Но между ним и Чикмазом внезапно вырос Иван Черноярец.

– Ой, врешь, Степан! – громко сказал он. – Ты малым был, а он псковские стены противу бояр держал, вольным городом правил без воевод, за то он и ссылочным тут...

– Атаманы, кто прав – Иван или я? – спросил Разин, обратясь к казакам.

– Иван прав, Степан Тимофеич! – внятно сказал среди общего несмелого молчания яицкий есаул Сукнин.

Степан благодарным взглядом скользнул по его лицу.

– Ну, кланяйтесь Черноярцу да Федору Сукнину, злодеи!

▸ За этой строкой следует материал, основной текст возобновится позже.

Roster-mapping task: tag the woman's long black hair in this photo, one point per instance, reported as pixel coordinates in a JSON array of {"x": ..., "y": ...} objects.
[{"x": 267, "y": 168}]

Они вам головы сберегли! – крикнул Разин сбившейся кучке обреченных стрельцов.

Стрельцы шатнулись вперед и затаили дыхание, еще не доверяя милости атамана.

– А ты, старый черт, – обратился Степан к воротнику, – коли ты их заступщик, с сегодня будь есаулом над ними. Случится измена – с твоей башки спрос!..

– И на таком спасибо, – ответил так же спокойно старый воротник.

Казаки в одно мгновение приняли помилованных в свою среду. Минуту назад не смевшие и не желавшие заступиться за них, они теперь словно совсем забыли недавний бой возле башни, хлопали прощенных стрельцов по плечам и, бодря, предлагали вина и браги из невесть откуда вытащенных сулеек...

Стрельчихи, исступленно крича, висли на шеях спасенных.

– Устал я, старой, – сказал Степан старику воротнику, еще стоявшему перед ним. – Сведи коли куды, уложи соснуть на часок...

– Пойдем, поведу, – согласился старик.

– Стрельцов пустить! Яму засыпьте, – громко распорядился Степан. – Пойдем! – позвал он старика, торопясь уйти с места казни.

Яицкий есаул подошел к Степану.

– Пожалуй ко мне, Степан Тимофеевич, – кланяясь, попросил он.

Разин обвел его и своих есаулов усталым и помутившимся взглядом. Ему представились крики, пьянство...

– Ужотко приду к тебе, Федор Власыч, – пообещал он, – а нынче Иван Черноярец городом правит, а я... – Степан пошарил глазами в толпе и остановился на лице старика воротника, скромно ожидавшего в стороне, – вот нынче пойду к старику... Как, бишь, тебя?..

– Максим, – подсказали ему из толпы.

– К Максиму пойду, – заключил Разин.